You are viewing a plain text version of this content. The canonical link for it is here.
Posted to commits@gobblin.apache.org by wl...@apache.org on 2023/02/14 02:02:26 UTC

[gobblin] branch master updated: [GOBBLIN-1781] Helix offline instance purging is not thread safe in the yarn service (#3638)

This is an automated email from the ASF dual-hosted git repository.

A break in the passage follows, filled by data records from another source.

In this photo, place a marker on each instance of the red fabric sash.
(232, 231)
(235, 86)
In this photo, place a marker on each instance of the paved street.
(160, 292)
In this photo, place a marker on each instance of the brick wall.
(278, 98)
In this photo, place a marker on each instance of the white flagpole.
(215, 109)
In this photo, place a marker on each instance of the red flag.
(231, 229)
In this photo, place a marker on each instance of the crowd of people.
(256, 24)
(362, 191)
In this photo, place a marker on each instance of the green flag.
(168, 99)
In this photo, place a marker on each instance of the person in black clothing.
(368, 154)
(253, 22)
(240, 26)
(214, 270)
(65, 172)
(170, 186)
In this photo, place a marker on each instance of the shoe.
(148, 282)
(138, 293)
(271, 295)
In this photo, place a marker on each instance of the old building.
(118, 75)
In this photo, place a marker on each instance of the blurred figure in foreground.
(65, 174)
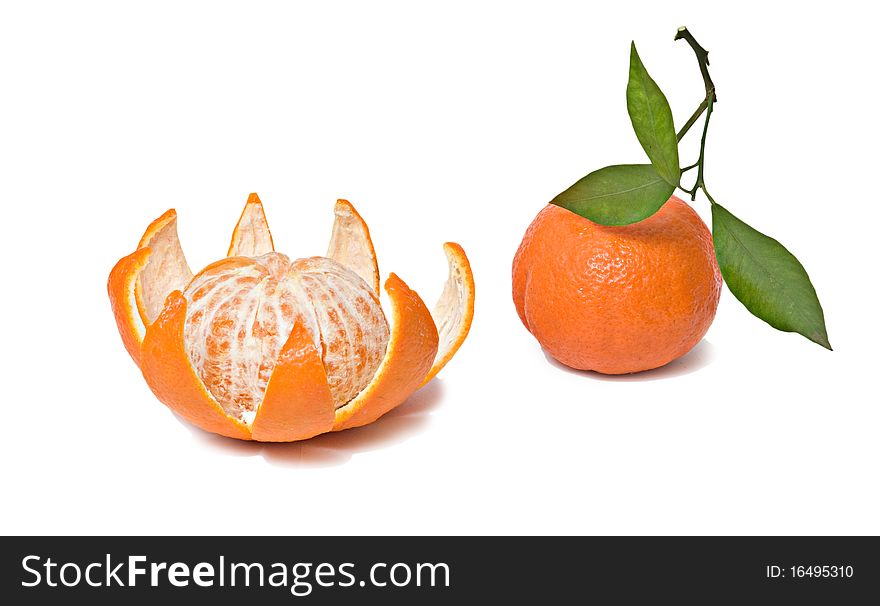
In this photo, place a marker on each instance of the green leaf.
(766, 278)
(652, 119)
(617, 195)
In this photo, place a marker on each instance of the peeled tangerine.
(261, 347)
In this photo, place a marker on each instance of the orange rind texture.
(147, 287)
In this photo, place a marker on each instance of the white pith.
(258, 301)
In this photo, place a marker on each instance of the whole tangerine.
(617, 299)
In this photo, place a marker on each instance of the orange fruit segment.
(454, 311)
(297, 403)
(351, 245)
(167, 369)
(410, 354)
(251, 236)
(259, 346)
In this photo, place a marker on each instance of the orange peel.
(258, 347)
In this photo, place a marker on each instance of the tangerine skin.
(617, 299)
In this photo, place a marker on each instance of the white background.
(452, 122)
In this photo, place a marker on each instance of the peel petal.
(350, 244)
(166, 269)
(251, 236)
(297, 404)
(454, 311)
(169, 373)
(408, 358)
(120, 288)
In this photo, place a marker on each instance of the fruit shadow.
(699, 357)
(330, 449)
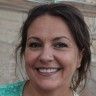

wlo pushed a commit to branch master
in repository https://gitbox.apache.org/repos/asf/gobblin.git


The following commit(s) were added to refs/heads/master by this push:
     new 4382a008d [GOBBLIN-1781] Helix offline instance purging is not thread safe in the yarn service (#3638)
4382a008d is described below

commit 4382a008d365fe1b40327d0c10b85cb853a9f45a
Author: Andy Jiang <an...@outlook.com>
AuthorDate: Mon Feb 13 18:02:19 2023 -0800

    [GOBBLIN-1781] Helix offline instance purging is not thread safe in the yarn service (#3638)
    
    * Add in YarnService changes and unit test
    
    * Test Cleanup
    
    * Add in comments
    
    * Removing unused mocks
    
    * Remove unused imports
    
    * Address comments
    
    * Add javadoc
---
 .../java/org/apache/gobblin/yarn/YarnService.java  |  15 ++-
 .../org/apache/gobblin/yarn/YarnServiceTest.java   | 150 +++++++++++++++++++++
 .../src/test/resources/YarnServiceTest.conf        |  73 ++++++++++
 3 files changed, 235 insertions(+), 3 deletions(-)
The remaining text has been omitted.